体幹の安定は、運動をする人だけではなく、日常生活においても、重い物を持つときや力を発揮するときに非常に重要な要素です。
身体の構造を見ると、肋骨と骨盤の間のお腹は骨で守られていません。そのため、体幹を安定させるには、このお腹周りの強さ”腹圧”がかかることが必要だと言われます。
力を入れるときに、一瞬息を止めるようにしてお腹を固くしているのが腹圧の良い例です。
しかし、腹圧は体幹の安定に必要な要素ですが、腹圧を高めようとして腹筋を鍛えたりしても、腰への負担が大きくなります。
今回は、身体に負担をかけずに、体幹を安定させる方法について一緒に考えていきましょう。
腹圧の高め方には注意が必要
さて、先ほど腹圧を高めるというキーワードが出てきました。腹圧に関係している筋肉は、横隔膜、大腰筋、腹横筋、骨盤底筋など体幹の奥にある筋肉です。
これらの身体のインナーマッスルを鍛えるために、腹圧を高めるためのトレーニングとして、ドローインなどが有名です。
ドローインは、呼吸をしながらお腹を凹ませるトレーニングです。このドローインは、横隔膜と骨盤底筋を連動させて、体幹を安定した状態に働きやすくします。しかし、お腹を凹ませるやり方も慣れていない人がやると横隔膜の動きではなく、腹直筋などアウターマッスルを使った力んだ凹まし方になってしまいます。

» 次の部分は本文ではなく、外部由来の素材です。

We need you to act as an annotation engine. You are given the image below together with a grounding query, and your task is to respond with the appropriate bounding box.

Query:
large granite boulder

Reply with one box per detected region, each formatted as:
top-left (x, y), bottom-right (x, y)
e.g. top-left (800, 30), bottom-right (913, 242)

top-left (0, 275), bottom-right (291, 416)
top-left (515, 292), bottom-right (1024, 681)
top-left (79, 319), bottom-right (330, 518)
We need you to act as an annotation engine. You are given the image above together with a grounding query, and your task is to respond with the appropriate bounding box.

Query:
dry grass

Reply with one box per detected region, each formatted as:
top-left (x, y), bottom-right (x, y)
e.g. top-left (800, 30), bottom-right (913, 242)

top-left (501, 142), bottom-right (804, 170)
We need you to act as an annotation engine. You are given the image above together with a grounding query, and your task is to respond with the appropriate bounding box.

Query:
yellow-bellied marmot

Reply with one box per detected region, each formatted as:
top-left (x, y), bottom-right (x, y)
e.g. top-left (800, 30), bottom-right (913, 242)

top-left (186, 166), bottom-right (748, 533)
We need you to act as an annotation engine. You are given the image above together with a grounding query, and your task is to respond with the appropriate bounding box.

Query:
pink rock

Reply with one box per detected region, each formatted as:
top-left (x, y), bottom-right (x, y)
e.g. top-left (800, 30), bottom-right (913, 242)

さらに、このドローインを行い腹圧を高めたとしても、体幹と四肢がつなげて使うことができなければ、以前より強い負荷に耐えれるだけで、負担がかかるのは変わらないのです。
身体への負担を減らすためには、腹圧を高める方法だけではなく、腕や脚を体幹と連動させる必要があるのです。
股関節を使うことが身体の負担を減らす
重い物を持つときに、腰などに負担がかかってしまう人の多くは、腰と膝を中心に動いています。
腰や膝は骨の構造的にもそれほど強くないため、腹圧がいくら高まっても限界が少し上がる程度です。
そして、腰と膝を中心に動いてしまう人が共通して使えていないポイントが、股関節にあります。
股関節は3つの強固な靭帯によって、非常に強い関節構造をしています。腰と膝の負担を軽減させるためには、股関節を使って動けるかが重要なポイントになるのです。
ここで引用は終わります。